A professional soldier, who died during a battle fighting Napoleon's invading army, Louis Ferdinand was also trained as a musician, studying piano and composition with several different teachers. He was a gifted pianist, reckoned a virtuoso with few peers by those who heard him, and his compositions have always been regarded as the work of a professional composer. Musicologists generally consider him an early Romantic whose music anticipated Schubert and Schumann, but one can also hear the influence of Mozart as well as early Beethoven. Military and court life left little time to compose and he has but a few works to his credit, mostly chamber music. These include 3 piano trios, 2 piano quartets and a piano quintet.

 

Piano Quartet No. 2 in f minor, Op. 6 was composed immediately after his first. It is dedicated to the French violin virtuoso Pierre Rode. Since the dedicatee was a string player, the writing for strings is better and that of the piano, while still brilliant, less pronounced. Particularly impressive is the main theme of the opening movement, Allegro moderato. It is elegiac and dark. One wonders if Louis Ferdinand knew that he was soon to die on the battlefield. The second movement is a Beethovenian minuet, Agitato. It is highly doubtful that the Prince was familiar with Beethoven’s early work, which makes this all the more impressive. Since he was an almost exact contemporary of Beethoven, one wonders if he too was moving, independently, in the same direction as the great Ludwig.

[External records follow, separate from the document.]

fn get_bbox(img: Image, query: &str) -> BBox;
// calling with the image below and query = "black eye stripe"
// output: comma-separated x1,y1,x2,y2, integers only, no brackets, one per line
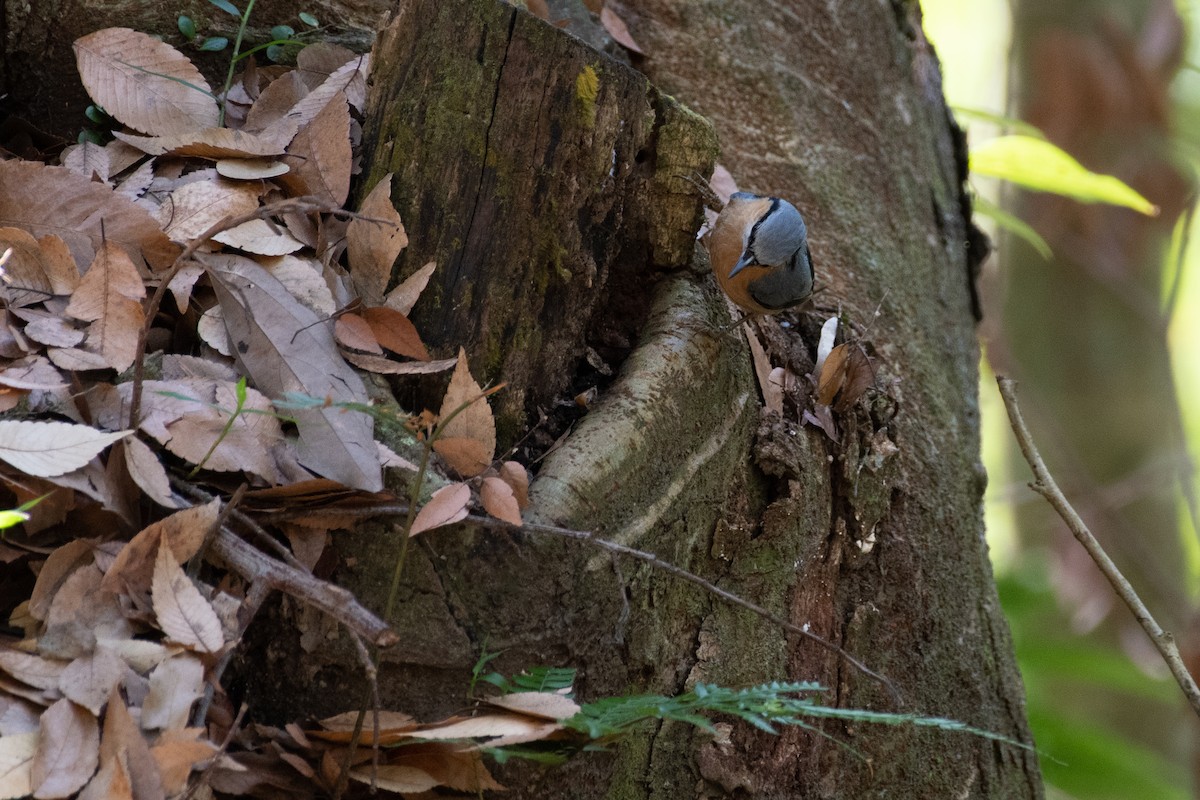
745,198,782,264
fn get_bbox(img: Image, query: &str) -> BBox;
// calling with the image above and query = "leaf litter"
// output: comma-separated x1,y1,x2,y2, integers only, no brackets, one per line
0,25,538,800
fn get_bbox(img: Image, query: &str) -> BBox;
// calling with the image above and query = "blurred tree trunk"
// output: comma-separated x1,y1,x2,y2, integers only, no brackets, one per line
1001,0,1194,790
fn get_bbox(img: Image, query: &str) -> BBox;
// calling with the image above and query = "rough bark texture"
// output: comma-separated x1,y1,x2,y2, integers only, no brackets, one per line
356,0,716,442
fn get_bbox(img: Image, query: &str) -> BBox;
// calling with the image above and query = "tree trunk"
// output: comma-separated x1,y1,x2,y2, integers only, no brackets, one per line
242,1,1044,798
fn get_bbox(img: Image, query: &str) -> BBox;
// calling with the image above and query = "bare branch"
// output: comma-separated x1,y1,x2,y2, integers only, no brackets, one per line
997,376,1200,718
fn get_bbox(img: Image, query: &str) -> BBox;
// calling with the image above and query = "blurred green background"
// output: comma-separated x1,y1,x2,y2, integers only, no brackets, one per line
923,1,1200,798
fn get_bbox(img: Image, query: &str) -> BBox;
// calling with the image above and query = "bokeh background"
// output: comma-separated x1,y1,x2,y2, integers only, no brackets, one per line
923,1,1200,797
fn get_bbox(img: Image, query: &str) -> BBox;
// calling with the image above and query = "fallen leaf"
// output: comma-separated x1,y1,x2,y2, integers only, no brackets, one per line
156,180,261,244
432,348,495,477
487,691,581,720
347,174,406,305
212,218,306,256
150,732,215,795
348,765,437,794
341,352,457,375
73,28,219,136
816,343,850,406
65,241,146,371
498,461,530,509
151,542,223,653
0,421,129,478
95,687,163,800
58,647,123,716
0,732,36,800
140,654,203,732
333,313,382,354
480,476,521,526
30,698,98,799
101,500,220,596
384,261,436,316
360,307,428,360
0,648,67,692
600,7,645,54
114,128,287,159
409,483,470,536
207,257,382,491
278,92,352,206
0,161,177,272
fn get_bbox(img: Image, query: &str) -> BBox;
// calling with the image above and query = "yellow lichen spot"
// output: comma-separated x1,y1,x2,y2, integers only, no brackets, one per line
575,65,599,128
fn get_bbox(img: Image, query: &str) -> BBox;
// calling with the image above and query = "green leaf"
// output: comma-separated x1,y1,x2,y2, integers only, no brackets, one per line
299,11,319,27
208,0,241,16
84,105,108,125
271,24,295,40
199,36,230,52
973,195,1052,260
78,129,104,146
266,44,285,63
178,15,197,40
0,495,48,530
950,106,1046,138
969,135,1159,216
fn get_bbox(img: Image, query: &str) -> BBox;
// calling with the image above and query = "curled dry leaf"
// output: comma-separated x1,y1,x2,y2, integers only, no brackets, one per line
0,421,129,479
600,6,645,54
341,352,457,376
816,343,850,406
480,476,521,526
432,348,496,477
498,461,530,509
347,173,406,305
73,28,219,136
409,482,471,537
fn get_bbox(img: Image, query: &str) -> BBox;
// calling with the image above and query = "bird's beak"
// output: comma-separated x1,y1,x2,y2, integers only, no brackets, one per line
727,254,756,279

In the contrasting trio section, there is a lovely Ländler. The third movement, Adagio lento e amoroso, shows a great depth of feeling, unusual in the normally sunny composer. The oppressively painful mood of the first movement reappears in the finale, Allegro ma moderato espressivo, and although the music lurches into the more upbeat major, it lapses back into the minor at its end.

 

From this period, there is little that is better for piano quartet. Certainly should be presented in concert and will also appeal to amateur ensembles.